Create a Mailing Schedule

Once you have decided to use email as a communication tool develop a mailing schedule and stick with it. Recipients will be more opt to open and actively engage with your emails if they know when to expect your mailings. There is nothing worse than emails sent at random intervals. Be consistent. Your recipients will appreciate this and reward you by opening your message.

Create a Mailing Schedule for Event-based Emails

Respect your audience by establishing a mailing schedule specifically for your events that coordinates with your overall mailing schedule. This will ensure you are not inundating your audience with countless emails over and over again. An example of an event mailing schedule would be:

  • 1st Email: 30 days out (save the date with option to register)
  • 2nd Email: Two weeks in advance (registration)
  • 3rd Email: Week of (Schedule, location details, late registration)
  • 4th Email: Thank you! (thank you for attending – provide your feedback, you could survey higher level events as well)

All of these emails should include links to all of your upcoming events online so the user can explore them at their leisure.

Create a Catchy Subject Line

Some might argue this is the most important part of an email. Make the subject line short, to the point and engaging. This is important because the subject line determines whether an email is deemed interesting enough to open. So, get creative. Stay away from using spammy words in your subject lines and never use ALL CAPS or ridiculous **Attention** type language in your subject lines. Not only will you increase your chances of landing your email in the dreaded “junk” or “spam” folder, you will increase the chances of your users marking you as spam or unsubscribing from your emails.

Create Concise Content

You don’t have to send a novel to get your point across. If your email is too long, you run the risk of your readers deleting it all together. Keep it short and scannable. Write quick one to two sentence paragraphs that summarize your story or event then link to the story or event online to learn more. This approach also allows you to gauge your users interest in your stories or events through tracking your click-through rate (CTR).

Format Your Content

Create a professional header that is branded and clean. WSU’s Creative Services department can help. When it comes to the content of your emails it is best to use text paired with images or graphics. Never use a graphic with your text embedded it. You increase your chances of being marked as spam and you make it difficult for your audience to read your message. This is because email providers do not download images by default. So stay away from all image emails. When you do use an image, use detailed alt text that defines what the image is for the user.

Avoid Using “Spammy” Words

Include a Way to Read Online:

Include a link to read the email online in the event a recipient is unable to download the entire message or runs into missing content.

Allow Recipients to Unsubscribe

Always include a way for recipients to unsubscribe from future messages from you. Give them the opportunity to manage their preferences rather than just unsubscribing.

Segment Your Audience

One of the best ways to upset your audience, and get marked as spam, is to send a lot of emails. Avoid this by segmenting your audience for each email. In your database pull lists of only users that would be interested in your email at that particular point in time. If you are ever in the position of sending two emails on the same day, or even same week, make sure you two separate lists that do not have any user overlap.

Test Your Emails

Always test your email before you send it.
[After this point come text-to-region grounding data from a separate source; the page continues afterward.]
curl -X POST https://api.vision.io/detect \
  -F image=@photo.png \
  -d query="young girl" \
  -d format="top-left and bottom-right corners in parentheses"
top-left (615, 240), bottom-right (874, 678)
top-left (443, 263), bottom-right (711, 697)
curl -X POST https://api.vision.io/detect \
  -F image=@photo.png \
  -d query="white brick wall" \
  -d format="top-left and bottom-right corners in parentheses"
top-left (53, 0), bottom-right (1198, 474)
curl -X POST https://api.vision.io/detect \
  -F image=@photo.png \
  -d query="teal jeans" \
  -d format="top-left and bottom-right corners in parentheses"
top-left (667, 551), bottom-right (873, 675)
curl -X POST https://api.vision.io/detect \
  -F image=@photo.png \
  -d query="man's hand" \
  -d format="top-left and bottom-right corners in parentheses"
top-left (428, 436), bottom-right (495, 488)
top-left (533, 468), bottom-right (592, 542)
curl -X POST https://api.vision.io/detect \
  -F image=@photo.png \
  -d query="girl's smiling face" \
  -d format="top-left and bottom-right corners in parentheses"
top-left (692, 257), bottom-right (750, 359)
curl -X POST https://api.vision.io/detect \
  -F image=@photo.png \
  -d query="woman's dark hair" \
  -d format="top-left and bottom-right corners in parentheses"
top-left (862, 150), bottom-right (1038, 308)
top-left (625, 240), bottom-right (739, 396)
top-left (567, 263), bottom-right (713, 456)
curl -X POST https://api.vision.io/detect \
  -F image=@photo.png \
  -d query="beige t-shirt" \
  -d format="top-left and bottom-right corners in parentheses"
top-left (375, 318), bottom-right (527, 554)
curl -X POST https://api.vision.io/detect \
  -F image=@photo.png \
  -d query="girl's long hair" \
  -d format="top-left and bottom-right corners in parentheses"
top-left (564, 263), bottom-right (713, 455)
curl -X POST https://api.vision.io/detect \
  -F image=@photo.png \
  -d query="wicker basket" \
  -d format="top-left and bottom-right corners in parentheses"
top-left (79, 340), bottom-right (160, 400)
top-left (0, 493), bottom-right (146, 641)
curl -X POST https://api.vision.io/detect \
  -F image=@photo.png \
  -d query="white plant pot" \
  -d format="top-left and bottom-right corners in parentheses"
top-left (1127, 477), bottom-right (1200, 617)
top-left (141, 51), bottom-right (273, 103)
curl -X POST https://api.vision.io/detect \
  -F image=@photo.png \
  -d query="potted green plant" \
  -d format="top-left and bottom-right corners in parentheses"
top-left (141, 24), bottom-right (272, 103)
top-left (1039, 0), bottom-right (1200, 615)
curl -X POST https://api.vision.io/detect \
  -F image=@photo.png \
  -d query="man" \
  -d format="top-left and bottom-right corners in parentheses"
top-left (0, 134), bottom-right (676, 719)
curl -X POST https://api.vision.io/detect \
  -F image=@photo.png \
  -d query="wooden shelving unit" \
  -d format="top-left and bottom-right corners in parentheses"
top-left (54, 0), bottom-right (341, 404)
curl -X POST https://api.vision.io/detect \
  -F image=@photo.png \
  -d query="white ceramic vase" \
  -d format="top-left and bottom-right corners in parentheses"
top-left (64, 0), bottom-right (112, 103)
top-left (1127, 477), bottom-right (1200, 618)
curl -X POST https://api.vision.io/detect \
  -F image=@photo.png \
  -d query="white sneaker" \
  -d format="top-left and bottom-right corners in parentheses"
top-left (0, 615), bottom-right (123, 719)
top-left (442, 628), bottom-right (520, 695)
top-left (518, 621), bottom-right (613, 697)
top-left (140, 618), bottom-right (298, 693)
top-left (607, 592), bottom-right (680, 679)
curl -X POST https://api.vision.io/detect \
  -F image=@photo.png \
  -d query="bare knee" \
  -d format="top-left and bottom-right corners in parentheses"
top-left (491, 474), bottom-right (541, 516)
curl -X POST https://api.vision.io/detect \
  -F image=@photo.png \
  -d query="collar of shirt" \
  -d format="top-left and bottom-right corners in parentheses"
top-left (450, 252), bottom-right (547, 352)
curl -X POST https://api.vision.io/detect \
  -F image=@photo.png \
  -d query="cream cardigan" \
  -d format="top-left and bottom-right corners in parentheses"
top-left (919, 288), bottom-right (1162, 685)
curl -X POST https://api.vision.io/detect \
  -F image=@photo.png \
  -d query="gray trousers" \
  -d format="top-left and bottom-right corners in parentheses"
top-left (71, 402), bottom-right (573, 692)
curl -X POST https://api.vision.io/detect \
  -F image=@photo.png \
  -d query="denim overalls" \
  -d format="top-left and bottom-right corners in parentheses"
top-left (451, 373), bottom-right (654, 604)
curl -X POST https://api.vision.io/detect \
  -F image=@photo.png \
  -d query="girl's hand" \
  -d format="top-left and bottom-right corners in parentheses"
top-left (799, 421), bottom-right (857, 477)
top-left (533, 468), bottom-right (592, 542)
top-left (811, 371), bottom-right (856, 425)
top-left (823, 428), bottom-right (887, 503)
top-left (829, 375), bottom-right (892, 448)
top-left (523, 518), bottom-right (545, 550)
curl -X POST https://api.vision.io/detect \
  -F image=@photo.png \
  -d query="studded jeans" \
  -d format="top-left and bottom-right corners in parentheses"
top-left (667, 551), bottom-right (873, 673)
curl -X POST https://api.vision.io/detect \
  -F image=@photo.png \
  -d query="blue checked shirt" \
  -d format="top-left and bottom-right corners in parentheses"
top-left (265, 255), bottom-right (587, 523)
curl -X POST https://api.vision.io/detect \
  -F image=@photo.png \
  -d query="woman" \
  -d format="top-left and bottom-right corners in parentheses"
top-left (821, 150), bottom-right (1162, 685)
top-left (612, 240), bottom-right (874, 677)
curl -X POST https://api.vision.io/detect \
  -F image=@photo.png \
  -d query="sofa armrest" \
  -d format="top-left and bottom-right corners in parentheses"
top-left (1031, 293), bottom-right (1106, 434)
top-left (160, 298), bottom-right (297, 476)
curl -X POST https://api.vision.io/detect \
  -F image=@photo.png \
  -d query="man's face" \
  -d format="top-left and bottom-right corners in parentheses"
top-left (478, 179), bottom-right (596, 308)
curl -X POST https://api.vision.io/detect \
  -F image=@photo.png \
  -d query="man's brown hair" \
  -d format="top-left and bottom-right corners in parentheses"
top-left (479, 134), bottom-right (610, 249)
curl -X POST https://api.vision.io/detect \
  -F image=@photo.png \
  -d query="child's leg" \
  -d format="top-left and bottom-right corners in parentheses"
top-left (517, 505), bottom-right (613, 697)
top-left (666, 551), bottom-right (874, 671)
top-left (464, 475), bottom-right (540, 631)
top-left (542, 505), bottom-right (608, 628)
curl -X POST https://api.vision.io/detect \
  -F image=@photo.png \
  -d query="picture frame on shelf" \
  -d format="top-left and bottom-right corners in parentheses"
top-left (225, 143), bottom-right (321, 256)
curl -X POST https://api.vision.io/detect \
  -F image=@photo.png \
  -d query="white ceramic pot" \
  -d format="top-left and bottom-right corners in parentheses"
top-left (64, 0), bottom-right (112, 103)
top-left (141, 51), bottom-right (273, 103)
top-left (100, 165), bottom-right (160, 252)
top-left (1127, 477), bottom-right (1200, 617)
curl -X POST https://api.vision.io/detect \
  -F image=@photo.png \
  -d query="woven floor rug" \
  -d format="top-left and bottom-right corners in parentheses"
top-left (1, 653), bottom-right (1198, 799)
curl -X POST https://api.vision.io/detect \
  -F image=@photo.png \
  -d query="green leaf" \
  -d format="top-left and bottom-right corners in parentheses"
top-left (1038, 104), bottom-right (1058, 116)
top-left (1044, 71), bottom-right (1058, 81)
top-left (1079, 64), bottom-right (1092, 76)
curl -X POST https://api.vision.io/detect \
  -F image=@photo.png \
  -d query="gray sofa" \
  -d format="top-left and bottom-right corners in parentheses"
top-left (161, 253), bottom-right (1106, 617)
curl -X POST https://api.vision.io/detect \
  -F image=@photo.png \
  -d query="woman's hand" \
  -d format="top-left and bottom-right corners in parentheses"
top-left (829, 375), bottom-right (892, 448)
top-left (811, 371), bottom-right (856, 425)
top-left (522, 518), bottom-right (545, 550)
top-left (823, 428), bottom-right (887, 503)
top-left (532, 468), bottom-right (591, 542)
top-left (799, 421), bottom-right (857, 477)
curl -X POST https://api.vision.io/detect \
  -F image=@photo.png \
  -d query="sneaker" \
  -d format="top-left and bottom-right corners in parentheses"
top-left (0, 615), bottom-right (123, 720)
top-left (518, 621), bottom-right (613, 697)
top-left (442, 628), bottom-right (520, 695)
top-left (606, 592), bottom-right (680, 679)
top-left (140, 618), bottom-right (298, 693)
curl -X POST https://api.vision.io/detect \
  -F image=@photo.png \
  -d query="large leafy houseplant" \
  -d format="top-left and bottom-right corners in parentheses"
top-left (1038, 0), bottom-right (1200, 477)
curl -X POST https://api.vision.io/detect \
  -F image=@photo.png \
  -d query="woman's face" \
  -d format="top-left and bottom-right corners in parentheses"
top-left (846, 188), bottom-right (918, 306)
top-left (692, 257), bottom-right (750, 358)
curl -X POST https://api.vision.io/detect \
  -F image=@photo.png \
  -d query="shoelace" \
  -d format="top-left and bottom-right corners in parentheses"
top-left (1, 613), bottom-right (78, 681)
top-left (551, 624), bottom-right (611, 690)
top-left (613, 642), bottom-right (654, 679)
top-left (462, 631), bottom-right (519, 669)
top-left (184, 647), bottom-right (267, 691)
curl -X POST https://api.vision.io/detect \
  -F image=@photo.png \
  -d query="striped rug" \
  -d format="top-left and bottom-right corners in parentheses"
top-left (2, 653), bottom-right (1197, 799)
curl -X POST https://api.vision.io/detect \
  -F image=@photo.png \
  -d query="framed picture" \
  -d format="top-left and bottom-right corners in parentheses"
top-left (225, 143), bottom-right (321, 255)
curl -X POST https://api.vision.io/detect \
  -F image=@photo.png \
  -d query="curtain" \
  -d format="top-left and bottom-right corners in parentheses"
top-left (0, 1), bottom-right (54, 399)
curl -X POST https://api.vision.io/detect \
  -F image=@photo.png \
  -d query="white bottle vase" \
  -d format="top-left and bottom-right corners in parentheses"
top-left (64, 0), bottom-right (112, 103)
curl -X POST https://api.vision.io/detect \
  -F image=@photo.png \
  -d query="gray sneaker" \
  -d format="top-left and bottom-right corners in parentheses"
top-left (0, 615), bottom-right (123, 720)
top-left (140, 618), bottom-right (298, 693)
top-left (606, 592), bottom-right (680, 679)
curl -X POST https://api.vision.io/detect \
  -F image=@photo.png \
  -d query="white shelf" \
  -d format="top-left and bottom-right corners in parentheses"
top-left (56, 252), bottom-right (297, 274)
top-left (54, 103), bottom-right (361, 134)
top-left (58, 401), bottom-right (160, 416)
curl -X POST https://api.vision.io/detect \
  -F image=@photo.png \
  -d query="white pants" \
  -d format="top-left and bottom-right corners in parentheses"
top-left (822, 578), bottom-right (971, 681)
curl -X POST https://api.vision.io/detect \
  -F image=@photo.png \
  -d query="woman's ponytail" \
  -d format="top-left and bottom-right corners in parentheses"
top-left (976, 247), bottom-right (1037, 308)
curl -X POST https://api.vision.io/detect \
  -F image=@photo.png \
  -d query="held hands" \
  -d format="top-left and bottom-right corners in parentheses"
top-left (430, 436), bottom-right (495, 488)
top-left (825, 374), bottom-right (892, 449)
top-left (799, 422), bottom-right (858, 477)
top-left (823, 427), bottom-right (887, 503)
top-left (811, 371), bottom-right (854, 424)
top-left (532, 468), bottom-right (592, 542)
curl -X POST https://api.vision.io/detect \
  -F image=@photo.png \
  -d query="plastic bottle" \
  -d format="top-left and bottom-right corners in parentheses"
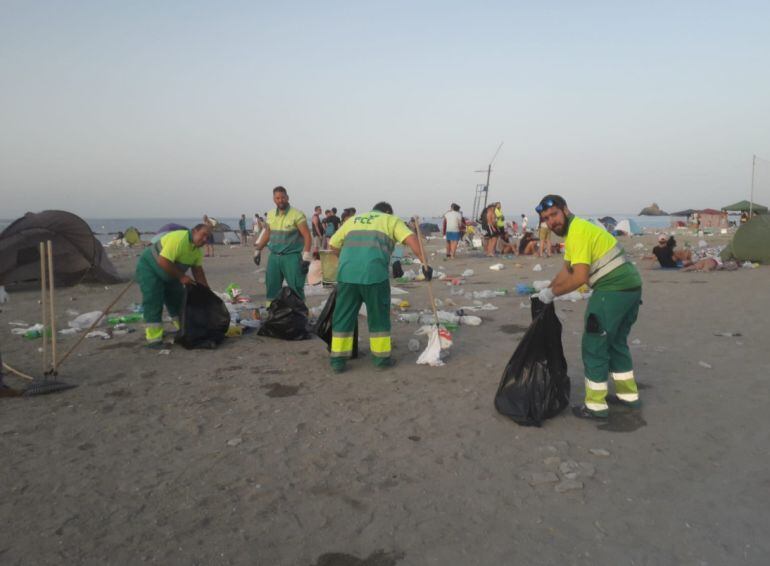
top-left (107, 313), bottom-right (144, 325)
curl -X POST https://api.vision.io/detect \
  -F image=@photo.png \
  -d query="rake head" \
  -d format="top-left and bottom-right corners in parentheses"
top-left (23, 379), bottom-right (77, 397)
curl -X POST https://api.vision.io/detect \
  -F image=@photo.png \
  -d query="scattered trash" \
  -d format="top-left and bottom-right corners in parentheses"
top-left (460, 315), bottom-right (482, 326)
top-left (489, 263), bottom-right (505, 271)
top-left (416, 326), bottom-right (452, 367)
top-left (390, 286), bottom-right (409, 295)
top-left (0, 286), bottom-right (8, 304)
top-left (450, 287), bottom-right (465, 296)
top-left (589, 448), bottom-right (611, 457)
top-left (158, 349), bottom-right (171, 355)
top-left (462, 269), bottom-right (475, 277)
top-left (303, 284), bottom-right (330, 296)
top-left (107, 313), bottom-right (143, 325)
top-left (516, 283), bottom-right (536, 295)
top-left (68, 311), bottom-right (105, 330)
top-left (225, 324), bottom-right (243, 337)
top-left (408, 338), bottom-right (421, 352)
top-left (698, 361), bottom-right (712, 369)
top-left (633, 243), bottom-right (645, 249)
top-left (225, 283), bottom-right (242, 299)
top-left (86, 330), bottom-right (111, 340)
top-left (480, 303), bottom-right (498, 311)
top-left (227, 437), bottom-right (242, 447)
top-left (713, 331), bottom-right (742, 337)
top-left (532, 280), bottom-right (550, 291)
top-left (449, 278), bottom-right (463, 286)
top-left (397, 312), bottom-right (420, 323)
top-left (471, 289), bottom-right (506, 299)
top-left (240, 319), bottom-right (262, 330)
top-left (532, 264), bottom-right (543, 272)
top-left (258, 287), bottom-right (311, 341)
top-left (58, 328), bottom-right (79, 336)
top-left (631, 338), bottom-right (642, 345)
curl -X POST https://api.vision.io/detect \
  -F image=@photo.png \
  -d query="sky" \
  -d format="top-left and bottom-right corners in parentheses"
top-left (1, 1), bottom-right (769, 219)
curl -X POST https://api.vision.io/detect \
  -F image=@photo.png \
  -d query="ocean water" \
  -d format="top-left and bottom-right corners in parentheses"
top-left (0, 213), bottom-right (727, 243)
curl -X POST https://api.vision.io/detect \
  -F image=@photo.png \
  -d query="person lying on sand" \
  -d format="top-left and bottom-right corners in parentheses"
top-left (681, 256), bottom-right (738, 272)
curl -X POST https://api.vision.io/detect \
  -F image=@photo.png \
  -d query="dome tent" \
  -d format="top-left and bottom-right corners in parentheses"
top-left (720, 215), bottom-right (770, 264)
top-left (0, 210), bottom-right (121, 288)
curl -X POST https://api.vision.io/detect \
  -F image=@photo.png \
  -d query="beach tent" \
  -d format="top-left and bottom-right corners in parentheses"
top-left (721, 200), bottom-right (768, 214)
top-left (598, 216), bottom-right (617, 230)
top-left (0, 210), bottom-right (121, 288)
top-left (697, 208), bottom-right (728, 230)
top-left (614, 218), bottom-right (642, 236)
top-left (720, 215), bottom-right (770, 264)
top-left (211, 223), bottom-right (239, 245)
top-left (152, 223), bottom-right (188, 244)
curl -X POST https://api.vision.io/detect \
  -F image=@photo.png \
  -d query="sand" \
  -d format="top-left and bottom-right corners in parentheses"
top-left (1, 234), bottom-right (768, 565)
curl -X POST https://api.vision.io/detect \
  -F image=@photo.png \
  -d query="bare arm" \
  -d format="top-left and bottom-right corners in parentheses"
top-left (550, 261), bottom-right (589, 296)
top-left (157, 256), bottom-right (195, 285)
top-left (191, 266), bottom-right (209, 288)
top-left (403, 234), bottom-right (428, 265)
top-left (254, 225), bottom-right (271, 251)
top-left (297, 222), bottom-right (312, 254)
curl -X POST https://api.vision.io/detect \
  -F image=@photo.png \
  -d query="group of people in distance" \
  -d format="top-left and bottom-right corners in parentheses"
top-left (649, 234), bottom-right (737, 272)
top-left (441, 201), bottom-right (553, 260)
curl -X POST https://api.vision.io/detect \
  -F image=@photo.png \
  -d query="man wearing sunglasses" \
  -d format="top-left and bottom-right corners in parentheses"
top-left (534, 195), bottom-right (643, 420)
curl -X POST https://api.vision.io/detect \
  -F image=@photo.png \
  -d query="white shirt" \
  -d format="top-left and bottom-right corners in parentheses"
top-left (444, 210), bottom-right (462, 233)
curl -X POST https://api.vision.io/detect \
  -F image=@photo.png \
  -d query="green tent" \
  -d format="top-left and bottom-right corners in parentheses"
top-left (721, 200), bottom-right (768, 214)
top-left (720, 215), bottom-right (770, 264)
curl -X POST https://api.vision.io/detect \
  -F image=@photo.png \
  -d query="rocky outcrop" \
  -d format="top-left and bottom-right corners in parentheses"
top-left (639, 203), bottom-right (668, 216)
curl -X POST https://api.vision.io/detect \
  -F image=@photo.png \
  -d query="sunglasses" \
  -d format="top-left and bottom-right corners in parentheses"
top-left (536, 198), bottom-right (556, 213)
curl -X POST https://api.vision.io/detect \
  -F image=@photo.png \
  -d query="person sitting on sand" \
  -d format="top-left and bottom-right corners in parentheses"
top-left (518, 231), bottom-right (538, 255)
top-left (651, 235), bottom-right (693, 268)
top-left (681, 255), bottom-right (738, 272)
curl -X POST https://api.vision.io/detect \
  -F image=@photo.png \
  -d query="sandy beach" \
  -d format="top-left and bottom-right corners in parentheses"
top-left (1, 234), bottom-right (768, 565)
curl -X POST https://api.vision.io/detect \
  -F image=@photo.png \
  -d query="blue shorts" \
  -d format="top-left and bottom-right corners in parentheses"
top-left (446, 232), bottom-right (460, 241)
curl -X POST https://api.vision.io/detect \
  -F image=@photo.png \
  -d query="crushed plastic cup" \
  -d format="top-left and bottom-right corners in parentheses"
top-left (68, 311), bottom-right (104, 330)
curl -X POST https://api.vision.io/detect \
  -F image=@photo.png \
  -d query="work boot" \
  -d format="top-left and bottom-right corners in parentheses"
top-left (608, 394), bottom-right (642, 409)
top-left (330, 360), bottom-right (347, 374)
top-left (373, 357), bottom-right (396, 371)
top-left (572, 404), bottom-right (609, 420)
top-left (145, 341), bottom-right (166, 351)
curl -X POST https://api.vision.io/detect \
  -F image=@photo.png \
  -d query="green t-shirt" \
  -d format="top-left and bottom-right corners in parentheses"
top-left (267, 206), bottom-right (307, 254)
top-left (564, 216), bottom-right (642, 291)
top-left (330, 211), bottom-right (413, 284)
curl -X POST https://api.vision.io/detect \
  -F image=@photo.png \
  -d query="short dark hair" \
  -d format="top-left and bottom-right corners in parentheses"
top-left (273, 186), bottom-right (287, 195)
top-left (536, 194), bottom-right (567, 213)
top-left (315, 205), bottom-right (321, 211)
top-left (332, 207), bottom-right (337, 214)
top-left (193, 223), bottom-right (209, 232)
top-left (373, 202), bottom-right (393, 214)
top-left (451, 203), bottom-right (460, 211)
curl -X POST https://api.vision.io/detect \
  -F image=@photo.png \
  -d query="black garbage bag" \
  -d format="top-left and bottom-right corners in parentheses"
top-left (177, 284), bottom-right (230, 349)
top-left (494, 298), bottom-right (571, 426)
top-left (391, 260), bottom-right (404, 279)
top-left (313, 286), bottom-right (358, 358)
top-left (258, 287), bottom-right (310, 340)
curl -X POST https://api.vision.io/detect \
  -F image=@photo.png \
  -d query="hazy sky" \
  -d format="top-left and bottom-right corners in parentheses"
top-left (1, 1), bottom-right (769, 219)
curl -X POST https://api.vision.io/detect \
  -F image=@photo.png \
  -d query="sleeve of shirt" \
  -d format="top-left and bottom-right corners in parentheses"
top-left (159, 233), bottom-right (181, 263)
top-left (566, 234), bottom-right (593, 266)
top-left (329, 222), bottom-right (349, 248)
top-left (293, 212), bottom-right (307, 228)
top-left (391, 218), bottom-right (414, 244)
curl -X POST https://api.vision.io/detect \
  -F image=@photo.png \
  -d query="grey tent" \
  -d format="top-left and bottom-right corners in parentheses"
top-left (0, 210), bottom-right (121, 288)
top-left (720, 215), bottom-right (770, 264)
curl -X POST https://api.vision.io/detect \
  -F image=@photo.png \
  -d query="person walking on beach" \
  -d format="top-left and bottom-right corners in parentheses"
top-left (328, 202), bottom-right (432, 373)
top-left (534, 195), bottom-right (642, 419)
top-left (443, 203), bottom-right (463, 259)
top-left (480, 204), bottom-right (499, 256)
top-left (135, 224), bottom-right (211, 348)
top-left (238, 214), bottom-right (248, 246)
top-left (538, 219), bottom-right (552, 257)
top-left (311, 206), bottom-right (325, 257)
top-left (254, 186), bottom-right (312, 304)
top-left (202, 214), bottom-right (216, 257)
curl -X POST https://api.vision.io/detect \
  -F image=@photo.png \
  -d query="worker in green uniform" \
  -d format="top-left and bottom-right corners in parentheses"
top-left (328, 202), bottom-right (433, 373)
top-left (135, 224), bottom-right (211, 348)
top-left (254, 186), bottom-right (312, 304)
top-left (534, 195), bottom-right (643, 419)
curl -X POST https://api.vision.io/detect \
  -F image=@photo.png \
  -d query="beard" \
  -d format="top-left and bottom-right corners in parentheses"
top-left (550, 223), bottom-right (566, 237)
top-left (276, 202), bottom-right (288, 210)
Send it to several different users in your office and view it on multiple devices. You want to ensure the format looks great and that all your links are working.


Use the tools that you have access to, track your links, open rate, CTR, marked as spam rate for each email you send to get a sense of how engaged your audience is with your emails. This helps you to identify what types of events/stories resonate best with your audience. Use this information to create similar ones in the future.